Kobo: The Number-Three Ebook Retailer in the World, but an Overvalued One

While on the subject of ebooks in the international industry: recent developments around Canada’s Kobo have brought new definition to its challenges in the industry.

Bought in 2012 by Tokyo media giant Rakuten, Kobo has made an aggressive internationalist posture a mainstay of its commercial profile, citing 26 million readers for its catalog of more than 4 million books, a consumer base spread across more than 190 countries.

While Kobo has never achieved convincing traction in the States—and its trade-show presence has diminished markedly in the last two years—it still came as a surprise when Rakuten’s fourth-quarter earnings report this month revealed that the parent company had taken a $68 million (7.8 billion yen) “impairment charge” on Kobo. Another term for this is a write-down: a company writes down its “goodwill,” or the worth of an asset that has been over-valued.

In comments to Porter for Publishing Perspectives, Kobo CEO Michael Tamblyn echoed the Rakuten line, talking about “slower than expected growth in English-language ebook markets” resulting in “an adjustment in Kobo’s long-term value.”

But even as Tamblyn spoke of January’s content sales being “the strongest in our history,” Michael Cader at Publishers Lunch (subscription required) was assessing the damage that Rakuten had announced (the italics are ours): “Rakuten paid roughly 24 billion yen to buy Kobo, so the current write-down—along with two smaller write-downs in the first and third quarters of 2015 of about 2.65 billion yen in total—means that they have taken charges of about 44 percent of the purchase price from three years ago.” Forty-four percent is not peanuts. In lay terms, this means that Rakuten bought something it now sees as significantly less valuable than it looked when it did the deal.

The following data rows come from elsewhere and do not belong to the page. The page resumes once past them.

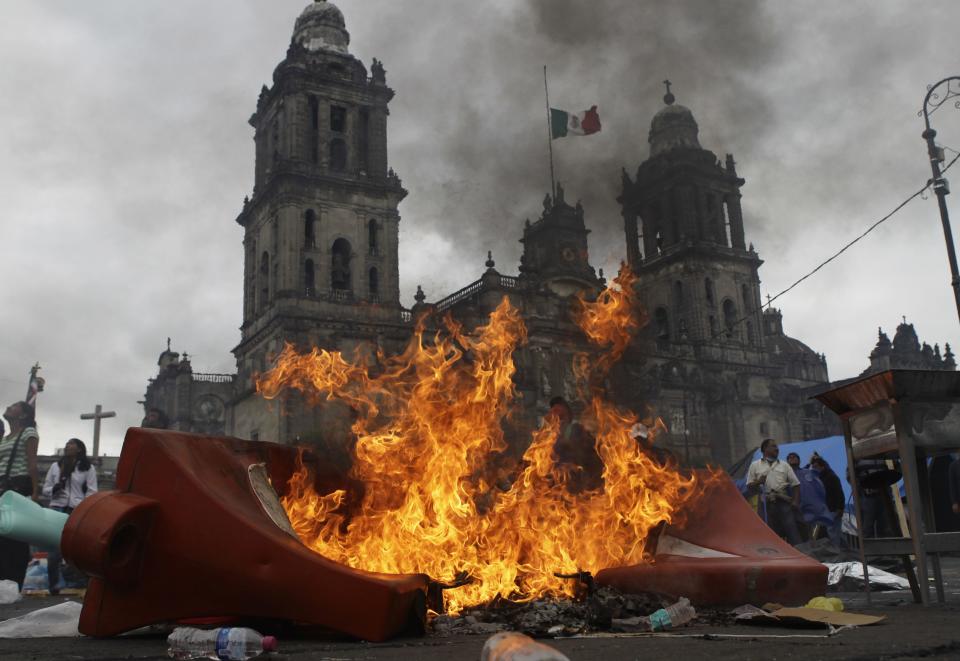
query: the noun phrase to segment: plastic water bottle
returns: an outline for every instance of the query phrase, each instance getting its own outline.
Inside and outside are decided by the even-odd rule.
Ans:
[[[650,614],[650,629],[653,631],[673,629],[683,626],[696,616],[697,611],[690,605],[690,600],[681,597],[677,603]]]
[[[194,629],[177,627],[167,636],[170,649],[167,655],[174,659],[229,659],[245,661],[261,652],[277,649],[277,639],[261,636],[245,627]]]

Tamblyn, an ebullient and well-liked figure in world publishing circles, has kept up a brave line through all this. “I couldn’t be more confident in Kobo’s place in the future of books,” he said to Publishing Perspectives.

But in a long hand-wringer of a feature in Kobo’s hometown newspaper, Toronto’s Globe and Mail, Shane Dingman points out that Kobo now stands behind both Amazon and Apple in world rankings of ebook retailers.

Tamblyn tells Dingman that Kobo Writing Life, the company’s self-publishing platform, accounts for 15 percent of all the books Kobo sells. He asserts that pecking order among retailers isn’t his focus: “Our goal isn’t to be the world’s largest manufacturer of e-reading devices. It’s ‘Can we be the best possible bookseller?’”

But our colleague Thad McIlroy, a publishing consultant based in Vancouver, isn’t liking what he sees, telling Dingman that Kobo’s “great Achilles heel is they don’t have a significant US business.” McIlroy says that Apple has upped its game. “I am worried for Kobo,” he says. “I don’t know how Michael is going to maintain Kobo’s market presence.”

Bottom line: It’s good to keep in mind that Rakuten’s write-down of Kobo was part of a bigger picture. The Japanese corporation is making what TechCrunch’s Jon Russell calls “a new strategic focus” that has featured a total of $340 million in write-downs on a range of its businesses. Nevertheless, Kobo’s valuation has taken a big hit. Although it’s primarily a psychological exercise at the moment, there’s good reason to watch closely. The prospect of a diminished or lost member of the major ebook retail club isn’t a happy one for authors.